My first full-time job is that of a mom. I’m sure you don’t want me to bore you with the details about what it takes to keep a household with eight kids and two dogs cranking each day, so not to worry — I’ll be brief.
Let me just say that as monotonous as much of motherhood can be, for me, no two days are ever alike.
I can go months without having to unclog a toilet and the minute I realize my upper arms are in need of some toning, wham, I get to plunge one or two toilets a day for a week!
Or everything in the laundry department is effortless and almost pleasant, until some kid leaves a black sharpie in his pocket, and because I neglected to check it in advance, we now all have ready-made zebra wear.
We won’t discuss what happens in the kitchen or what goes on underneath certain beds in this house. I’ll leave that to your imagination.
My other life, as a full-time writer, also entails quite a bit of repetition, but again, for me, no two writing experiences are ever the same.

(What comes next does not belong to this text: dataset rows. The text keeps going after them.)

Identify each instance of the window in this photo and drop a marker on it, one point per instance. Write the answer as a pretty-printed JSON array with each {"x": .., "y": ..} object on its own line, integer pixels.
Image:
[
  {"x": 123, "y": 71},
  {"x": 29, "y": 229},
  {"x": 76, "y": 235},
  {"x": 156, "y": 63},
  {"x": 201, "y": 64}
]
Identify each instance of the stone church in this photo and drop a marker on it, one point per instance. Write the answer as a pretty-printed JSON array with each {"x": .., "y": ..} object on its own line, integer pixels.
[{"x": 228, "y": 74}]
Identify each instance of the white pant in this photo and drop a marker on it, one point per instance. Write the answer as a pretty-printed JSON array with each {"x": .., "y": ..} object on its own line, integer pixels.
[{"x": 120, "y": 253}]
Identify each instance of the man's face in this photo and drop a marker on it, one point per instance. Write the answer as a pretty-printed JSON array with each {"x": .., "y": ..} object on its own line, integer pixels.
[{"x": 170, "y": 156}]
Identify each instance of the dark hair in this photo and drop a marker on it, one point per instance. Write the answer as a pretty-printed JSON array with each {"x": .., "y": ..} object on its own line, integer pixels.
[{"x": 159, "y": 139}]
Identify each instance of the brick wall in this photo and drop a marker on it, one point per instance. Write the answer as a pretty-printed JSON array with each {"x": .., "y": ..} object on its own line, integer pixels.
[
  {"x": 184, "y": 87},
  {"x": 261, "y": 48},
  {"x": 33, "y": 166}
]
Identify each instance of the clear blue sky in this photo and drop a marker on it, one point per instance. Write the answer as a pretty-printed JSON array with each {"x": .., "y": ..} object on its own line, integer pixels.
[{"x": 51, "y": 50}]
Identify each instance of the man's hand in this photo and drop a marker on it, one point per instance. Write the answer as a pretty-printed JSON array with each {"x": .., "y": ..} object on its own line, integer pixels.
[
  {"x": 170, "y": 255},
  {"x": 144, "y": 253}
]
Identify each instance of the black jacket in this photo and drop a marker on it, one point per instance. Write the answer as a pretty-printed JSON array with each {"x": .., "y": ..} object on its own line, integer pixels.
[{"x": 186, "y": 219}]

Whether I’m writing this column (which is truly my passion!), putting out a freelance piece, working on my novel or writing articles for the various magazines and news sources that I’m so grateful to work for, each time I sit down and mull over the ideas swirling around in my mind, I never know which direction it will take me.
I love that about writing! I get to share hundreds of experiences with others using my own voice. I mold the words like a lump of clay into a finished piece of sculpture, tweaking and adjusting until I can sit back and say, “Done!”
Even better is when readers contact me about something that’s spoken to them, or even that they might disagree with. It’s still awesome to have interaction with folks who love to read!
My job as a mom allows me to join groups such as the PTO, fundraising and educational committees, various ministries in our church, even zany things like “girls gone giddy” — a group of my closest friends that get together to go on “adult” field trips from time to time.
As a writer, I’m thrilled to be the part of a professional blog, The Writer’s Crate, attend workshops throughout the year, go to author talks and events, and also be part of several writing communities — with one of my favorites being The Women’s Writing Guild.
Okay, so it’s not like being a member of the Elks or something, but I feel like the Grand Poo Bah when I’m in the company of other creative women.
One of our members recently submitted a column that really struck a chord with me. It was “Wouldn’t You Love To See This?” by Diana Fletcher. I liked it so much I wanted to share it in this column, because it really would be amazing if each of us could attempt to work on just one of these questions each day.
What would it be like if everyone said please before any request, no matter how small?
What would it be like if no one stole from anyone, ever?
What if there were no bullies?
What would happen if people let other people who were in a hurry, go in front of them in a line?
What if no one yelled at children, cashiers, or anyone else?
What would it be like if people didn’t physically abuse anyone else?
What if no one sexually abused children?
What would happen if people stopped looking the other way when they witnessed something terrible?
What would happen if politicians only talked about themselves and never said bad things about anyone else?
What if no one on the radio was spewing out anger and hate and ugly things every day?
What if people stopped listening to that kind of ugliness?
What would happen if people looked out for each other as part of their daily routine?
What would happen if everyone were treated equally?
What would happen if everyone treated everyone else the way that they themselves would like to be treated?
What would happen if you tried to change just one of these things every day for the rest of your life? I can’t change the ugliness in the world, but I can change how I live my own life, and I would love to make a difference, one “what if” at a time.